Prêmio Jabuti destaca traduções da literatura alemã
6 de maio de 2013"Conheço a minha sina." Assim desabafou o filósofo alemão Friedrich Nietzsche em sua autobiografia e última obra literária. "Um dia, meu nome será ligado à lembrança de algo tremendo, de uma crise como jamais houve sobre a Terra, da mais profunda colisão de consciências, de uma decisão conjurada contra tudo o que até então foi acreditado, santificado, requerido. Eu não sou homem, sou dinamite." O trecho faz parte da tradução de Ecce Homo, feita por Paulo César de Souza e laureada com o Prêmio Jabuti em 1996.
Em 2013, em sua 55ª edição, o Prêmio Jabuti escreve um trecho diferente na história. Uma categoria especial foi criada para premiar – exclusivamente – a melhor tradução de obra de ficção do alemão para o português. Além da estatueta e dos 3,5 mil reais – já tradicionais ao ganhador de cada categoria – o vencedor será premiado com uma estada de quatro semanas na Casa do Colóquio em Berlim, na Alemanha, além de uma participação na Academia de Verão de Tradutores, que acontece em agosto do ano que vem, também na capital alemã.
O Prêmio Jabuti é a premiação mais tradicional e prestigiada do Brasil. As inscrições podem ser feitas até o dia 15 de junho e valem apenas para publicações inéditas, editadas no Brasil durante o ano de 2012. A cerimônia de premiação será em novembro.
De acordo com a diretora do Serviço de Informação e Biblioteca para a América do Sul do Instituto Goethe, Stefanie Kastner, a ideia surgiu durante um evento organizado pelo Instituto Goethe para as editoras brasileiras em outubro de 2012. A gerente de marketing e eventos da Câmara Brasileira do Livro, Cristina Lima, em conjunto com o Wolfgang Bader, diretor do Instituto Goethe São Paulo e da regional da América do Sul, trabalharam juntos na elaboração da categoria.

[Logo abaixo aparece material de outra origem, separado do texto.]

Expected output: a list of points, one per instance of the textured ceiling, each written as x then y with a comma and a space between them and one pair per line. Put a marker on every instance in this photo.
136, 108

Em entrevista à DW Brasil, tradutores brasileiros que atuam há vários anos no mercado, como Marcelo Backes e Paulo César de Souza, disseram ver o prêmio como boa oportunidade para difundir a literatura alemã. "Acho que a iniciativa é bem-vinda. Qualquer prêmio, sobretudo sendo também monetário, sempre é um incentivo à produção literária, ainda que talvez seu efeito primordial seja apenas quantitativo. Mas da quantidade é mais fácil surgir qualidade. Que o digam os dois mil prêmios literários existentes na Alemanha", comenta Backes.
Fomento à literatura alemã
O Instituto Goethe é um dos principais responsáveis pela difusão da literatura alemã em diversos países, inclusive no Brasil. Há 35 anos, o instituto apoia as publicações arcando com grande parte dos custos das traduções. Em 2012, 14 obras alemãs receberam o apoio do Instituto Goethe e este ano, em função do ano Alemanha no Brasil, foi elaborado um programa especial para fomentar a tradução de 40 obras. O objetivo é também, de acordo com Stefanie, que obras muito importantes da literatura alemã cheguem às livrarias brasileiras.
Backes participou do júri que escolheu os 40 títulos e acredita que o novo programa ajude a sanar parte do déficit da literatura alemã no Brasil, que ainda não tem, por exemplo, obras completas de Goethe, além de alavancar a tradução de obras alemãs no mercado brasileiro. "Alguns clássicos que já deveriam ter sido publicados há tempo, enfim, chegarão às mãos dos leitores brasileiros, e a literatura alemã provavelmente não ficará mais atrás das outras grandes literaturas europeias."
Barreiras da língua
O crescente interesse mundial pela língua alemã interfere positivamente na difusão da literatura alemã no Brasil. Apesar de não ter uma estatística exata, no Instituto Goethe, o número de solicitações de fomento à tradução aumenta a cada ano. Na opinião de Stefanie Kastner, os tradutores têm um papel importante na difusão da literatura alemã no Brasil. "Existem poucas editoras com pessoas que falam alemão. Os tradutores são importantes porque, muitas vezes, sugerem os livros que acham interessantes. Então, eles atuam como editores."
O "preconceito" com a literatura alemã diminuiu, porém, ainda existe, complementa Backes. "Ela continua sendo vítima de alguns preconceitos que a acusam de ser hermética, metafísica demais, pouco narrativa e muito próxima de uma elaboração mais filosófica", diz o tradutor. "Uma vez que o acesso mais amplo à literatura sempre começa com um foco no entretenimento, os alemães acabam penando."